On Friday, like scores of bowling units before them, Central Zone endured the futility of bowling to Cheteshwar Pujara.
The West Zone batter had begun his six-hour-long innings on Thursday after his team had taken a 92-run lead against Central in the Duleep Trophy semifinal at the Alur (I) Cricket Ground in Bengaluru.
Spurred on by a free-flowing Suryakumar Yadav, Pujara had got to his fifty in the last over of the second day, with a strike rate close to 50.
But it was only on Friday that he fully deployed his idiosyncratic talents to the best as he brought on his 60th First-Class hundred, pulling him alongside the great Vijay Hazare’s tally.
Never once did it look like he was batting to prove a point, after being left out of the Test team for the West Indies tour. Even his celebration, after getting to his hundred, was a muted one, if you discount the fact that he lifted his bat twice to the pavilion.
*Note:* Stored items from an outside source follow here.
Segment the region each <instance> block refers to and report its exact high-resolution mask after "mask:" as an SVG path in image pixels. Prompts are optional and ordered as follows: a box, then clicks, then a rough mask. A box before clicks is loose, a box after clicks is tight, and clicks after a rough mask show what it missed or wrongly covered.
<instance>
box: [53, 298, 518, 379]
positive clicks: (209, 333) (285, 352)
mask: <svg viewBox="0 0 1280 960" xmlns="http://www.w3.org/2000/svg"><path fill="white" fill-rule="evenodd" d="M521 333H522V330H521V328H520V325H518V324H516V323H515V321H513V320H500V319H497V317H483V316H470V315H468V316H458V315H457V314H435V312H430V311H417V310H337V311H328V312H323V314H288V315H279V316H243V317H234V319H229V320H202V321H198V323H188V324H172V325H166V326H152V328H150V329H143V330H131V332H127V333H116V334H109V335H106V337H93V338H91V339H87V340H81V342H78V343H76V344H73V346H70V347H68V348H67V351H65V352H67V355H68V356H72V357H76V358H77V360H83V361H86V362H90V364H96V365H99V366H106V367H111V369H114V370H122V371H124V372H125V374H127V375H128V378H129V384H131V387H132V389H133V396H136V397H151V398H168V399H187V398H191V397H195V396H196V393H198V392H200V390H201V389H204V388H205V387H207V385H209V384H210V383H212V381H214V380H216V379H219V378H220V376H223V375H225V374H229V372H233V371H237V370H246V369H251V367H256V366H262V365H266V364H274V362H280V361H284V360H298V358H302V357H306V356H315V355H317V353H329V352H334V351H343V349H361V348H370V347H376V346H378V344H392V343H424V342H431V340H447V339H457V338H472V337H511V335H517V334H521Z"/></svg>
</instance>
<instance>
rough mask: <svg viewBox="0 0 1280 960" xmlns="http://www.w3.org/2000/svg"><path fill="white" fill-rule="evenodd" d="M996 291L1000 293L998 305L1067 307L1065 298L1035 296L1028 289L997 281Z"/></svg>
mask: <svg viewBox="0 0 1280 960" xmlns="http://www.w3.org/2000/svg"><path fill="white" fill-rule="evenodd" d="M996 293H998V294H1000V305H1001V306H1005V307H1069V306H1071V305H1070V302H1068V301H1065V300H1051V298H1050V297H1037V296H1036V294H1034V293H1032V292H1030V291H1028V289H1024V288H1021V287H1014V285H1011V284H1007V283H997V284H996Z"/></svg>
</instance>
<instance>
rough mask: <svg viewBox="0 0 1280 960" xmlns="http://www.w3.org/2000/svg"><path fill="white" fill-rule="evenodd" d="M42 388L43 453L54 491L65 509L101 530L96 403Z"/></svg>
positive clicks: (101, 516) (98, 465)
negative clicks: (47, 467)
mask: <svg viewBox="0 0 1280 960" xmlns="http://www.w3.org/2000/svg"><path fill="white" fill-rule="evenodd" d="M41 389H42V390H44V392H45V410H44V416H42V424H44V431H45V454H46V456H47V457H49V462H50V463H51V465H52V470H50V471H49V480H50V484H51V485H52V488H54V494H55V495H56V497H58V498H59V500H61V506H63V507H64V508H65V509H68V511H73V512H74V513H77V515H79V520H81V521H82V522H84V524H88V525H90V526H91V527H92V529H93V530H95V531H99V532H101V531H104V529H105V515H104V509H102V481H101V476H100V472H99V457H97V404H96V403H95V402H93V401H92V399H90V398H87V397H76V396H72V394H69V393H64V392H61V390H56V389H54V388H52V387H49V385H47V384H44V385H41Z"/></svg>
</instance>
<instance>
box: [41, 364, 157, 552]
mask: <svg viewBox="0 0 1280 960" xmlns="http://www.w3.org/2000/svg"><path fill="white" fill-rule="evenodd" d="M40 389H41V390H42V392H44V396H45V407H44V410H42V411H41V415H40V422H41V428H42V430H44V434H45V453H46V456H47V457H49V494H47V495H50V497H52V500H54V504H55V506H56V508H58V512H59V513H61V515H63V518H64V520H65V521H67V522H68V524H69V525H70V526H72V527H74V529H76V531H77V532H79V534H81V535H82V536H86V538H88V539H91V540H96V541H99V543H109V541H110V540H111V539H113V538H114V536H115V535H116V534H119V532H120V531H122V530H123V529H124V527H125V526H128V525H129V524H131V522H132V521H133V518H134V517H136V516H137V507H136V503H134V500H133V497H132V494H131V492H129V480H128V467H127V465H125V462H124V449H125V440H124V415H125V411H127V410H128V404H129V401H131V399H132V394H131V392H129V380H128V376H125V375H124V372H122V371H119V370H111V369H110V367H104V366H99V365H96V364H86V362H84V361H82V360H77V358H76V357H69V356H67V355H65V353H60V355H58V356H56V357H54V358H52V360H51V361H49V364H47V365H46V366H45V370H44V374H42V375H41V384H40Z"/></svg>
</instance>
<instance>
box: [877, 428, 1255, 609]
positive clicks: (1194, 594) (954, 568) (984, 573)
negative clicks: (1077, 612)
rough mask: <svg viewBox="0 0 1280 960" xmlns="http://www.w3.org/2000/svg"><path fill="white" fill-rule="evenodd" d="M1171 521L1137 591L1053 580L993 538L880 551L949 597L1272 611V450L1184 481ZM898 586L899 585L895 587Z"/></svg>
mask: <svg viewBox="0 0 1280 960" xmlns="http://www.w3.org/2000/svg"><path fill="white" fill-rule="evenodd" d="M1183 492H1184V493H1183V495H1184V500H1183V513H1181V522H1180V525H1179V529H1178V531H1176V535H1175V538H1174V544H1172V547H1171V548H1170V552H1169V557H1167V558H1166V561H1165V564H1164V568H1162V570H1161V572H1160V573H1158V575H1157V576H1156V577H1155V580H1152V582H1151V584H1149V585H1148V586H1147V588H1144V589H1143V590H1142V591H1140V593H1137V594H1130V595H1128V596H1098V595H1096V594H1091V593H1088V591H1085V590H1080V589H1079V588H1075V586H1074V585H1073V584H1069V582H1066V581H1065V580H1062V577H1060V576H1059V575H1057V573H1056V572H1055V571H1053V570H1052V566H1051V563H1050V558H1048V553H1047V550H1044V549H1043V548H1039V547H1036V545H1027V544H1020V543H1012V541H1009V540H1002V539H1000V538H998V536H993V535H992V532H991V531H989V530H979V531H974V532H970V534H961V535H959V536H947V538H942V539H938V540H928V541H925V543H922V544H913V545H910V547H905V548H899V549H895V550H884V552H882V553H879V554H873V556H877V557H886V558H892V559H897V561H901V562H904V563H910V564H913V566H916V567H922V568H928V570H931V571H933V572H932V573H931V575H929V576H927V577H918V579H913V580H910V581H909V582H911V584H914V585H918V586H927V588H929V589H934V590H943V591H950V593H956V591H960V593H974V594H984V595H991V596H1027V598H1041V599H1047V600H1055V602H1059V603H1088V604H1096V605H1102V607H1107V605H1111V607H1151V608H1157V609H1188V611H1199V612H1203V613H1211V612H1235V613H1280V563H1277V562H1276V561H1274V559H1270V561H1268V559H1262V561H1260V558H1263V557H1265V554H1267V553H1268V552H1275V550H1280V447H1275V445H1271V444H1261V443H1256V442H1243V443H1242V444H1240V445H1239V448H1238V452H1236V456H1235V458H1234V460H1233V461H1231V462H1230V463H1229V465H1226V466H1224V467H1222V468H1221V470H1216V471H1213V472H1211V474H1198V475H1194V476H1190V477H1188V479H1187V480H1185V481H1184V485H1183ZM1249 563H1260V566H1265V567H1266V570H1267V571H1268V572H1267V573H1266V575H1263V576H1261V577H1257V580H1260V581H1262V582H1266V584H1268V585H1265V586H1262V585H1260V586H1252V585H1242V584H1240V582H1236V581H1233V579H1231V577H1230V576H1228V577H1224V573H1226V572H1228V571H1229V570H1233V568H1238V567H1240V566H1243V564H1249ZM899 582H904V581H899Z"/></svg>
For Pujara, time was the currency, the balls he faced his bank balance. The runs he acquired were just colourful marbles he picked up on his stroll out in the middle, while boundaries were just to loosen up his muscles and to remind bowlers where they stand in his long-drawn-out game of patience.
Earlier in the day, after losing fellow overnight batter Sarfaraz Khan in the first over of the day, Pujara buckled down for another long sojourn.
Avesh Khan, who was bowling the second over of Day 3, beat Pujara with the first ball he bowled to him. The Saurashtra batter, who still had his bat ever so close to his body, took a look at where the ball landed, then at his bat and then at the keeper who held possession of the ball.
He sized up the pitch, the conditions and the ball, and was never to be troubled again by a fast bowler for the rest of the day.
Almost as if to assert himself, Pujara would thrash Avesh for back-to-back boundaries. Both from square drives hit on top of his toes. The wrists rolled over to keep the ball on the ground as the fielders watched the ball race to the fence, unmoved.
That though was most of the runs he scored in the first hour, with Pujara adding just two other singles in that span.
The highlight of the day was the prolonged, almost-neurotic 111-ball staring contest he had with Saurabh Kumar. The left-arm spinner, who was treated to some delectable cut shots yesterday by Pujara, decided to go a little fuller today, constantly forcing the right-handed batter to defend on his front foot as he denied his nemesis any sort of width or bounce to go cross-batted.
Pujara played out three consecutive maiden overs off Saurabh to start with. The UP spinner varied his pace, altered his length and changed his angle, only to be blunted down by the straight bat of Pujara. His first boundary against the bowler would come close to Lunch, when Saurabh offered a full toss, which was slammed to the long-on fence.
His first (and only) play and miss against spin during the day though came against Saransh Jain. The lanky off-spinner fired one in on the good length, tempting Pujara to attempt a cut shot, only to see the keeper pouch the ball. A quick assessment of the pitch, the bat and the ball were made and then Saransh, much like Avesh, never got the better of him.
Pujara would eventually start playing shots, But that was only after he felt he was running out of partners, with Central chipping away from the other end.
Befittingly, he got to his hundred with a couple of boundaries against Saurabh – the first one an off-drive and the second a cut shot behind point, a shot he refrained from playing earlier.
An uncharacteristic, but controlled, swipe over mid-wicket for a six against Saurabh would soon follow as Pujara stepped on the accelerator.
Pujara made just two miscalculations on this day. First, he underestimated Saransh’s throwing arm as he attempted to steal a single to keep strike. Second, he didn’t foresee the incoming Bengaluru downpour which suspended the game seconds after he walked off the ground.
Two mistakes, if one can call those, which can be forgiven on an unblemished day for a batter playing a game many would have forgiven for missing out on.